Metadata is an important part of the publishing sector. It’s the key information about publishers’ products – from titles, ISBNs, cover images, publication dates and prices, to richer information like abstracts or summaries, author bios, open access licenses and details of distribution arrangements. It encompasses bibliographic information about the book itself, but also the vital marketing collateral and commercial arrangements. Metadata is often communicated via ONIX, a standard data file format that publishers, retailers, libraries and intermediaries use across many countries. If you’re unfamiliar with ONIX, there’s a 15-minute briefing video available at https://tinyurl.com/3eyy3a9f.

EDItEUR is a member-supported independent trade association and standards body that’s best known for developing, supporting and promoting the ONIX and Thema standards, ensuring our ‘metadata supply chain’ remains based on free-to-use, open standards. The latest versions of its standards specifications can be found on the EDItEUR website https://www.editeur.org/.

 

ONIX is most widely adopted and used of EDItEUR’s standards. But what does it look like, and what is it used for?

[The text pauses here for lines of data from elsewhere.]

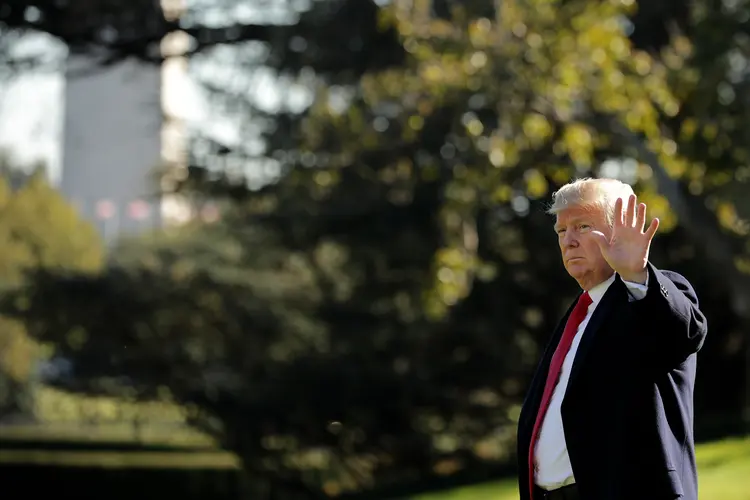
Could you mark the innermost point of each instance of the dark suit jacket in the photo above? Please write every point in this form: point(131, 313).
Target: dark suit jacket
point(628, 409)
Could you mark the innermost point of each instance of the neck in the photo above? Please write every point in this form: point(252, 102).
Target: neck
point(588, 285)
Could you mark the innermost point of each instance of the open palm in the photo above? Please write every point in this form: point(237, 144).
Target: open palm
point(626, 251)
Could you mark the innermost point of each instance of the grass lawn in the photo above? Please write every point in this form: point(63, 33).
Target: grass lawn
point(723, 473)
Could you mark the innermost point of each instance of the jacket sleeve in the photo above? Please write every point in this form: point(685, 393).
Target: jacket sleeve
point(669, 319)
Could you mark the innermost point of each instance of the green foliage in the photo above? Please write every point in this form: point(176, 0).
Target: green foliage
point(721, 474)
point(38, 228)
point(373, 317)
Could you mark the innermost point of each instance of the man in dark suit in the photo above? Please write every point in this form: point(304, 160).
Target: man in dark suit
point(609, 413)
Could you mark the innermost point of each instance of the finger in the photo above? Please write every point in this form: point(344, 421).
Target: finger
point(618, 221)
point(630, 214)
point(640, 221)
point(651, 231)
point(600, 239)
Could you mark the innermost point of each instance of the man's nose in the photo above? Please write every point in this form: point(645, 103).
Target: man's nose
point(569, 240)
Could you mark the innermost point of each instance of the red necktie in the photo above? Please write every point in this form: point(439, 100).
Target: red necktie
point(571, 327)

ONIX is a message – sent from one computer to another, that’s used to keep two databases of book metadata in sync. The originating database, often the publisher’s database, is the message sender, and the recipient might be a retailer, a library, or some industry service provider or intermediary such as a ‘books in print’ service or an ISBN agency. Each of these organisations holds rich information about books and book-related products, and the idea is that any changes in the metadata managed by the publisher should be reflected at the retailer or in the databases of the other recipients. The sending and receiving of messages is arranged in a metadata supply chain.

The data begins with the publisher’s product planning. Planning to publish in a year or more? Begin collating data about the planned product now. What form will the book take, hardcover, softcover, perhaps an e-book or digital audio download? What’s the working title? Who’s the primary author? Will other contributors be involved? What publication date are you aiming for, and what price have you used in your financial modelling? With just that information, you’ve got the bare minimum you need for an ONIX ‘product record’ that can be sent out to your trading partners.

 

<ProductForm>BC</ProductForm>

 

That one line snippet of ONIX data tells the recipient your planned product is a softcover – recipients know the form of the product can always be found between the <ProductForm> and </ProductForm> tags. And BC is a code taken from a controlled vocabulary that lists all the key product forms (see https://ns.editeur.org/onix/en/150). ONIX data is tightly structured like this, so that data handling can be highly automated. And the codes are used to give the data a measure of language-independence – while BC means softcover or paperback in English, it means Livre broché in French, Libro in brossura in Italian and Pehmeäkantinen kirja in Finnish.

Not every chunk of data is coded, of course – other tags carry text, dates or plain numbers. And not all tags are as simple as <ProductForm>. It might take ten or more tags to describe a contributor well, with not just their name but a detailed role, locations they are associated with, a short biography, links to their socials, birth and death dates, and an identifier like an ISNI (https://isni.org) to avoid any confusion with another contributor of a similar name. The latest version of ONIX is release 3.1, and a 3.1.1 revision is likely to be released this April. It has around 500 tags in all, able to convey almost any aspect of your product that is commercially-relevant  – although a typical product might use only 150 or so.

Plans change, of course. If you distribute details of your planned product to your supply chain partners several months in advance of its publication, then inevitably you’ll need to update that metadata by sending another ONIX message. Your working title becomes the final title, the planned publication date is postponed, or you incorporate press reviews into your records. So all ONIX metadata is subject to later updates, even after publication, as new data sent out replaces the older data already received. Don’t wait until you’re sure the metadata is ‘final’. ONIX data is expected to be dynamic in this way, changing throughout the lifecycle of the product.

Why collect so much data? The aim is to disseminate your product metadata widely – and to keep it up-to-date – for myriad different purposes, aimed both at increasing the efficiency of the supply chain itself and at delivering rich bibliographic information, marketing collateral and commercial details to help customers find and buy the books they need. Better data reduces costs and increases revenues.